What happens to YAML anchors and aliases during conversion?

YAML anchors (&name) and aliases (*name) are fully resolved during conversion. The referenced data is duplicated in the JSON output wherever the alias appears. This means the JSON output may be larger than the YAML input, but all data is preserved accurately.

How are YAML multi-line strings handled?

YAML supports literal block scalars (|) that preserve newlines and folded block scalars (>) that join lines with spaces. Both are converted to JSON strings with appropriate newline characters (\n) embedded. The resulting JSON string accurately represents the original multi-line content.

Does this tool support multi-document YAML?
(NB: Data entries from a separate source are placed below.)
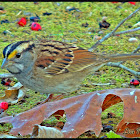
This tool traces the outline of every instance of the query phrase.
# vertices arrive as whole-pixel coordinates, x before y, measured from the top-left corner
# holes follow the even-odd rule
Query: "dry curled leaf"
[[[41,124],[52,114],[62,116],[67,121],[61,130],[65,138],[76,138],[84,132],[94,131],[99,136],[102,130],[101,113],[111,105],[124,103],[124,116],[117,126],[117,134],[124,137],[140,137],[135,130],[140,128],[140,89],[124,88],[95,91],[62,100],[47,102],[33,109],[0,119],[0,122],[12,123],[10,133],[31,134],[35,124]],[[56,113],[57,112],[57,113]],[[133,130],[133,134],[126,131]],[[132,131],[131,130],[131,131]]]
[[[8,102],[10,104],[16,104],[25,95],[26,89],[21,83],[16,83],[13,87],[9,87],[5,90],[5,95],[0,97],[0,102]]]

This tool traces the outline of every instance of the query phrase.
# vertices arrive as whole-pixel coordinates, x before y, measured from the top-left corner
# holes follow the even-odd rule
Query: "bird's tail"
[[[140,59],[140,53],[136,54],[117,54],[106,57],[107,62],[127,61]]]

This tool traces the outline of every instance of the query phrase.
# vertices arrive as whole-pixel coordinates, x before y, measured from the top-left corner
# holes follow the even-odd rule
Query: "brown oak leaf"
[[[123,88],[95,91],[62,100],[47,102],[31,110],[0,119],[12,123],[10,134],[31,134],[34,125],[41,124],[52,114],[66,113],[66,123],[61,130],[65,138],[76,138],[91,130],[98,136],[102,130],[101,113],[111,105],[124,103],[124,116],[117,126],[123,137],[140,137],[140,89]],[[57,112],[57,113],[56,113]],[[130,131],[134,131],[133,134]]]

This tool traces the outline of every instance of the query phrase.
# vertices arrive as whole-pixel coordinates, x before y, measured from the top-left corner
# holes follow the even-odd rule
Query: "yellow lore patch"
[[[17,50],[14,50],[13,52],[11,52],[11,53],[8,55],[8,59],[13,58],[16,54],[17,54]]]

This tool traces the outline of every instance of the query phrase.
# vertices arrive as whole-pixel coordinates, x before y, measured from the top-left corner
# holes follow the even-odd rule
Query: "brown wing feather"
[[[97,64],[97,62],[100,63],[101,62],[100,60],[102,58],[102,56],[94,54],[93,52],[89,52],[88,50],[84,49],[73,50],[73,53],[74,60],[73,63],[68,68],[68,70],[71,72],[83,70],[91,65],[94,65],[94,63]]]
[[[40,56],[36,60],[35,65],[45,69],[48,75],[57,75],[68,72],[68,67],[73,62],[73,51],[66,48],[66,45],[57,42],[41,42],[37,44],[40,47]]]
[[[45,69],[48,75],[76,72],[104,61],[101,55],[57,41],[42,42],[39,47],[41,56],[36,60],[36,65]]]

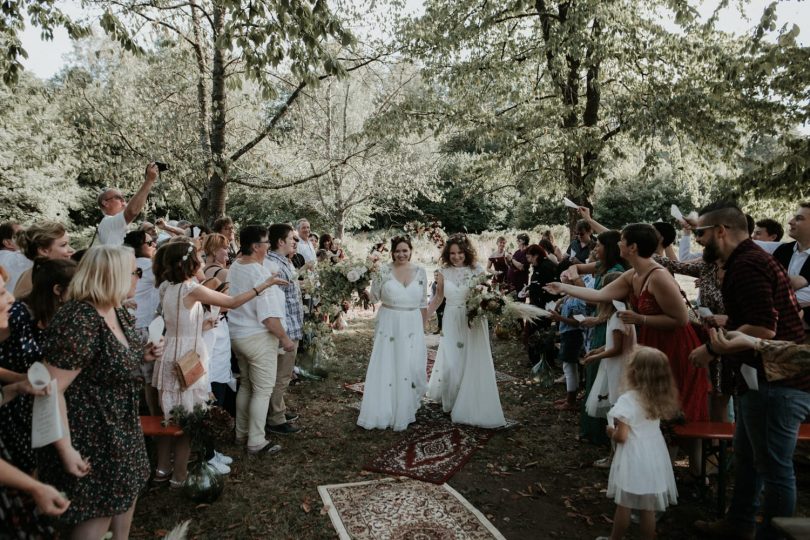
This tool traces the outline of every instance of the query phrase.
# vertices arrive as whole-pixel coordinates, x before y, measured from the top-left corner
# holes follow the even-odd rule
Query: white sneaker
[[[217,452],[216,450],[214,450],[214,457],[211,458],[211,461],[218,461],[218,462],[222,463],[223,465],[230,465],[231,463],[233,463],[233,458],[230,457],[230,456],[226,456],[225,454],[221,454],[221,453]]]
[[[229,474],[231,472],[231,468],[222,463],[221,461],[217,461],[216,459],[217,459],[216,456],[214,456],[213,458],[211,458],[208,464],[211,465],[214,468],[214,470],[217,471],[219,474]]]

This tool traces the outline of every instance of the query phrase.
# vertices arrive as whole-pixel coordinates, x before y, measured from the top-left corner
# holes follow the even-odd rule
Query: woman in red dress
[[[547,289],[587,302],[629,300],[633,311],[620,310],[619,318],[636,325],[639,345],[654,347],[667,355],[686,420],[705,422],[709,419],[709,379],[705,368],[697,368],[689,362],[689,353],[700,346],[700,341],[689,324],[678,283],[651,258],[657,246],[658,236],[651,225],[628,225],[622,230],[619,249],[632,268],[621,278],[600,290],[562,283],[550,283]],[[699,458],[696,459],[694,451],[690,454],[690,468],[697,472]]]

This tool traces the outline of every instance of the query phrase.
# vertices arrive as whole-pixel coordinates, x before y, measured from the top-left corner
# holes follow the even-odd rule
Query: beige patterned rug
[[[506,540],[447,484],[390,478],[318,493],[341,540]]]

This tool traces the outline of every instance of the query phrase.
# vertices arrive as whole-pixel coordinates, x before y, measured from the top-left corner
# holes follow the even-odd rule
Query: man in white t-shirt
[[[312,230],[309,221],[305,218],[299,219],[295,223],[295,228],[298,231],[298,254],[304,258],[307,268],[313,268],[318,262],[318,256],[315,248],[309,243],[309,233]]]
[[[158,168],[154,163],[146,167],[146,178],[129,203],[115,188],[106,188],[98,195],[98,207],[104,214],[98,224],[98,241],[102,245],[120,246],[127,234],[127,225],[138,217],[146,205],[146,198],[158,179]]]
[[[28,257],[20,253],[14,242],[14,236],[22,230],[19,223],[7,221],[0,224],[0,266],[8,272],[9,280],[6,289],[13,291],[20,276],[34,265]]]

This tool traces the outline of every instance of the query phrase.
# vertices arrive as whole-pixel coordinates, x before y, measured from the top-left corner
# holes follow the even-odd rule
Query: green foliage
[[[684,215],[697,209],[688,191],[671,176],[660,175],[650,180],[627,178],[602,190],[594,201],[594,217],[611,229],[621,229],[629,223],[675,224],[670,216],[673,204]]]
[[[75,140],[59,116],[59,89],[23,75],[0,86],[0,221],[68,221],[84,195]]]

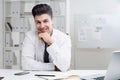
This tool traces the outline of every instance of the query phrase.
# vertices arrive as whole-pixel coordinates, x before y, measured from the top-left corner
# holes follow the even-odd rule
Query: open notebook
[[[113,52],[106,74],[85,76],[83,80],[120,80],[120,51]]]

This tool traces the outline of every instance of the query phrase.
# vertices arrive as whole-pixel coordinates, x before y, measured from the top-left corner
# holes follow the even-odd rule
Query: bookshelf
[[[55,18],[53,27],[70,33],[69,0],[4,0],[4,68],[21,68],[25,33],[35,29],[31,10],[40,3],[51,5]]]

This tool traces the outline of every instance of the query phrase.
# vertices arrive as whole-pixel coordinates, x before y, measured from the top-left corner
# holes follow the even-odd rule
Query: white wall
[[[0,0],[0,68],[3,67],[3,0]]]
[[[80,49],[75,45],[76,14],[120,14],[119,0],[70,0],[70,22],[72,38],[72,68],[106,69],[112,51],[117,49]]]

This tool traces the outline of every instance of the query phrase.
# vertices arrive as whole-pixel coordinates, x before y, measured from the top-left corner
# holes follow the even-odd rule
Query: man
[[[36,31],[26,33],[22,47],[22,69],[67,71],[71,62],[70,37],[53,29],[53,14],[49,5],[34,6],[32,15]]]

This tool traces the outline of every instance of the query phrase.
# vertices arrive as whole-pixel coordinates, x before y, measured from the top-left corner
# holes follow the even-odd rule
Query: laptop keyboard
[[[104,80],[105,76],[94,78],[95,80]]]

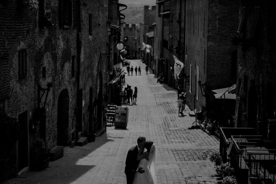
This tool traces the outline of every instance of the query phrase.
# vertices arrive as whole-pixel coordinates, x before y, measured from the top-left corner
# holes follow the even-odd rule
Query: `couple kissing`
[[[128,152],[125,169],[127,184],[156,184],[156,165],[155,144],[139,137],[137,144]]]

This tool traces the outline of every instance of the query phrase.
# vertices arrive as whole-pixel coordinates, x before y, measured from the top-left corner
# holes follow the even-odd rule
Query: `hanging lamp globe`
[[[118,50],[121,50],[124,48],[124,45],[122,43],[119,43],[117,44],[116,47]]]

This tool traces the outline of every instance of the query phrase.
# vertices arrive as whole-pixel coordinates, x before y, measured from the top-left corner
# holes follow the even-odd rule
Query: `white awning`
[[[228,93],[228,89],[229,87],[214,90],[212,90],[212,91],[216,93],[214,94],[215,98],[216,98],[236,99],[236,94]]]

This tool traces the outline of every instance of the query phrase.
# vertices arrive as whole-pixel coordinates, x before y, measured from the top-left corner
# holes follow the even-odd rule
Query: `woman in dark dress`
[[[134,92],[133,94],[133,103],[136,105],[136,101],[137,100],[137,87],[134,87]]]

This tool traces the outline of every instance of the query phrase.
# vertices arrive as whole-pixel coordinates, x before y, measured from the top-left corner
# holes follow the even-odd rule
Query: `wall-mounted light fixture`
[[[201,84],[201,81],[198,81],[198,85],[200,87],[200,90],[201,91],[201,94],[202,96],[205,97],[206,95],[206,82],[204,82],[204,83]],[[203,89],[202,90],[202,89]],[[204,93],[204,94],[203,94]]]

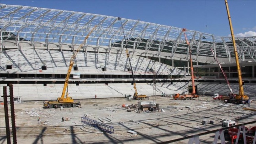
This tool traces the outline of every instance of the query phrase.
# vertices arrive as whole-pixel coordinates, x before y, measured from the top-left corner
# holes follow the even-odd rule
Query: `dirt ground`
[[[122,106],[137,104],[141,101],[128,101],[124,98],[81,100],[80,100],[81,107],[63,109],[44,109],[43,101],[16,104],[17,143],[155,144],[221,128],[223,118],[236,120],[238,124],[256,119],[255,112],[243,109],[248,105],[225,103],[212,99],[211,97],[203,96],[192,100],[176,101],[170,97],[156,97],[156,103],[159,104],[160,112],[144,111],[140,112],[133,110],[128,112]],[[153,101],[152,97],[148,101]],[[11,127],[10,104],[8,105]],[[186,106],[190,108],[186,108]],[[250,107],[256,109],[256,101],[253,101]],[[0,144],[7,143],[4,113],[4,106],[1,105]],[[98,133],[83,130],[80,128],[84,124],[81,122],[81,117],[85,117],[85,114],[98,122],[99,118],[110,119],[112,123],[104,120],[104,124],[114,127],[114,133]],[[39,117],[41,125],[38,121]],[[62,117],[65,120],[64,122]],[[203,120],[211,120],[213,124],[203,125]],[[47,121],[49,123],[43,124]],[[255,125],[256,123],[245,126]],[[128,130],[137,132],[137,134],[130,133]],[[211,133],[200,136],[200,143],[212,143],[214,135],[215,133]],[[11,133],[12,143],[12,139]],[[188,140],[173,144],[187,144]],[[220,144],[220,140],[218,143]]]

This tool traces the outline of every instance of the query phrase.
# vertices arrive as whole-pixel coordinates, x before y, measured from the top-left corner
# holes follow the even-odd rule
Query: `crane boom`
[[[93,27],[93,28],[91,29],[91,30],[90,32],[87,35],[87,36],[85,38],[85,39],[84,40],[83,43],[81,43],[81,44],[79,46],[79,47],[76,49],[75,53],[71,57],[70,59],[70,63],[69,64],[69,69],[68,69],[67,75],[66,76],[65,83],[64,84],[64,86],[63,87],[63,90],[62,90],[62,93],[61,94],[61,96],[60,98],[58,98],[58,101],[63,99],[64,98],[64,97],[65,96],[65,93],[66,92],[66,90],[67,90],[67,94],[66,94],[66,97],[67,98],[68,97],[68,91],[67,91],[68,85],[69,83],[69,76],[70,76],[71,70],[74,63],[75,59],[75,57],[76,56],[77,53],[78,53],[78,52],[79,52],[81,48],[82,48],[83,45],[84,45],[85,43],[86,42],[86,40],[88,38],[89,36],[91,34],[91,33],[95,29],[95,28],[96,28],[96,27],[97,27],[97,25],[96,25],[94,27]]]
[[[196,94],[196,90],[195,89],[195,81],[194,78],[194,71],[193,69],[193,64],[192,63],[192,52],[191,52],[191,48],[190,48],[190,44],[187,41],[187,36],[185,32],[187,31],[187,29],[186,28],[182,29],[182,32],[184,32],[185,37],[186,38],[186,41],[187,42],[187,44],[188,45],[189,48],[189,57],[190,58],[190,69],[191,69],[191,77],[192,79],[192,92],[191,93],[192,95],[194,95]]]
[[[120,21],[121,21],[121,24],[122,25],[122,29],[123,30],[123,37],[124,37],[124,42],[125,43],[125,48],[126,48],[126,56],[128,58],[128,59],[129,59],[129,63],[130,63],[130,67],[131,67],[131,71],[132,71],[132,75],[133,75],[133,88],[134,89],[134,90],[135,91],[135,92],[134,92],[134,94],[133,95],[133,99],[143,99],[144,98],[147,98],[147,96],[145,95],[138,95],[138,91],[137,91],[137,87],[136,85],[136,82],[135,82],[135,78],[134,78],[134,75],[133,75],[133,67],[132,66],[132,63],[131,63],[131,59],[130,59],[130,56],[129,54],[129,53],[128,52],[128,48],[127,47],[127,43],[126,42],[126,38],[125,38],[125,35],[124,34],[124,31],[123,30],[123,23],[122,22],[122,20],[121,19],[121,18],[120,17],[118,17],[118,20]],[[122,53],[122,52],[121,52]]]
[[[233,94],[233,91],[232,91],[232,89],[230,87],[230,85],[229,84],[229,80],[228,80],[228,78],[227,77],[227,75],[226,75],[226,73],[225,73],[225,72],[224,72],[224,70],[223,70],[223,69],[222,69],[222,67],[221,67],[221,65],[220,65],[220,64],[219,62],[219,61],[217,59],[217,58],[215,57],[215,56],[214,55],[214,52],[213,50],[213,49],[212,48],[211,48],[211,50],[212,51],[212,52],[213,53],[213,58],[214,58],[214,59],[218,63],[218,64],[219,64],[219,68],[220,69],[220,70],[221,70],[221,72],[222,72],[222,74],[223,74],[223,76],[224,76],[224,78],[225,78],[225,80],[226,80],[226,82],[227,83],[227,84],[228,84],[228,86],[229,87],[229,91],[230,91],[230,92],[231,92],[230,94],[231,95],[232,95]]]
[[[239,64],[239,61],[238,60],[238,55],[237,54],[237,51],[236,49],[236,45],[235,44],[235,36],[234,35],[234,31],[232,25],[231,19],[229,14],[229,5],[228,5],[228,1],[225,0],[225,4],[226,5],[226,8],[227,10],[227,13],[228,14],[228,17],[229,19],[229,27],[230,28],[230,32],[232,39],[232,43],[234,48],[234,52],[235,53],[235,63],[236,64],[236,67],[237,73],[238,75],[238,83],[239,84],[239,94],[235,96],[236,99],[243,99],[248,100],[249,97],[245,95],[244,93],[244,88],[243,87],[243,81],[242,81],[242,74],[241,73],[241,69],[240,69],[240,65]]]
YAML files can contain multiple documents separated by ---. This tool processes the first document in the input. If you need to convert multiple YAML documents, separate them and convert each one individually, or combine them into a single YAML array before conversion.

Why does YAML "yes" convert to true in JSON?

YAML 1.1 interprets certain strings as boolean values: yes, no, on, off, true, and false (case-insensitive) are all treated as booleans. If you need these as literal strings in JSON, wrap them in quotes in your YAML: "yes" instead of yes. YAML 1.2 is stricter and only recognizes true and false.